# Any one put on the new ultegra DI2 bar end shifters?



## jackmen (Jul 24, 2007)

I was wanting to see if anyone has bought and installed the new Ultegra DI2 bar end shifters? These look pretty cool. I run clip on aero bars and was wanting to put them on the ends of the aero bars as I spend a lot of time with my hands there. Since I upgrade the firmware on my DI2 to include the multishift function, I feel the bar end shifters would really be nice to have.

Was actually looking for just putting one on for my rear derailleur. If anyone has where did you get them and how much?


----------



## limba (Mar 10, 2004)

Also, interested.


----------



## Bluffplace (Jul 30, 2008)

If your referring to the R-671. I have them on my Cannondale Slice. I got them from my LBS, $300 minus my 15% club discount. Much easier to shifter than bar end shifters.

Your LBS should be able to order them for you.
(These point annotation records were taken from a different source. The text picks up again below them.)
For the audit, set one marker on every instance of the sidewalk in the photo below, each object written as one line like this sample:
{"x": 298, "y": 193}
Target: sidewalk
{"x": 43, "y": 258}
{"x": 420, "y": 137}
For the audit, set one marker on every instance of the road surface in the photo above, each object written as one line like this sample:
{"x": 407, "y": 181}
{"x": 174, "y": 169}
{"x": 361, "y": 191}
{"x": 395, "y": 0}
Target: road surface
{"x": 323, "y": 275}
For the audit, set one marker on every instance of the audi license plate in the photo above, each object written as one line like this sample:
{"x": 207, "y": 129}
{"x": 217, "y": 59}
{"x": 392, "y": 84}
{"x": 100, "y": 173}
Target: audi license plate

If not, check out Arts Cyclery or ebay


----------



## jackmen (Jul 24, 2007)

Buffplace

Thanks for letting me know about this. Since the time I put this post up (1/26/13) it looks like they are pretty available now from many sources. Its amazing what a couple of months can do.

Interested to see how you set yours up? I realize that most people tie them into the two extra ports on the brifters and that would seem to work, but then if you want to tie into the unit to upgrade the firmware in the future, something has to be unplugged and you can connect with everything. I guess you also have to buy a 5 plug block (instead of the 3 port that I have now) with it so you can keep and open port for Firmware upgrade plugin while still keeping everything plugged in. 



Bluffplace said:


> If your referring to the R-671. I have them on my Cannondale Slice. I got them from my LBS, $300 minus my 15% club discount. Much easier to shifter than bar end shifters.
> 
> Your LBS should be able to order them for you. If not, check out Arts Cyclery or ebay


----------



## Bluffplace (Jul 30, 2008)

I had mine set up since early January. The TT brifters do not have the extra port and are not yet available and I'm not sure if I need them. Also, I have the Ultegra front wire kit. If I get the brifters, then I have to buy the 5 port plug and well as the software. Even with my club discount it all comes out to over $700.


----------



## lost (Jul 6, 2012)

I have the 5 port along with the sw-r671 shifters, runs awesome. The port and TT shifters shipped with the 2.0.0 firmware. I think its its 2.0.2 and .1 now. I also have the PCe1 pc linkage, which I learned after the fact I didnt need it. The 5 port or 3 port can be used with the Internal Battery Charger SM-BCR2 to plug into your comp to run updates and configs but no diag. Could of saved myself $70 bucks.


----------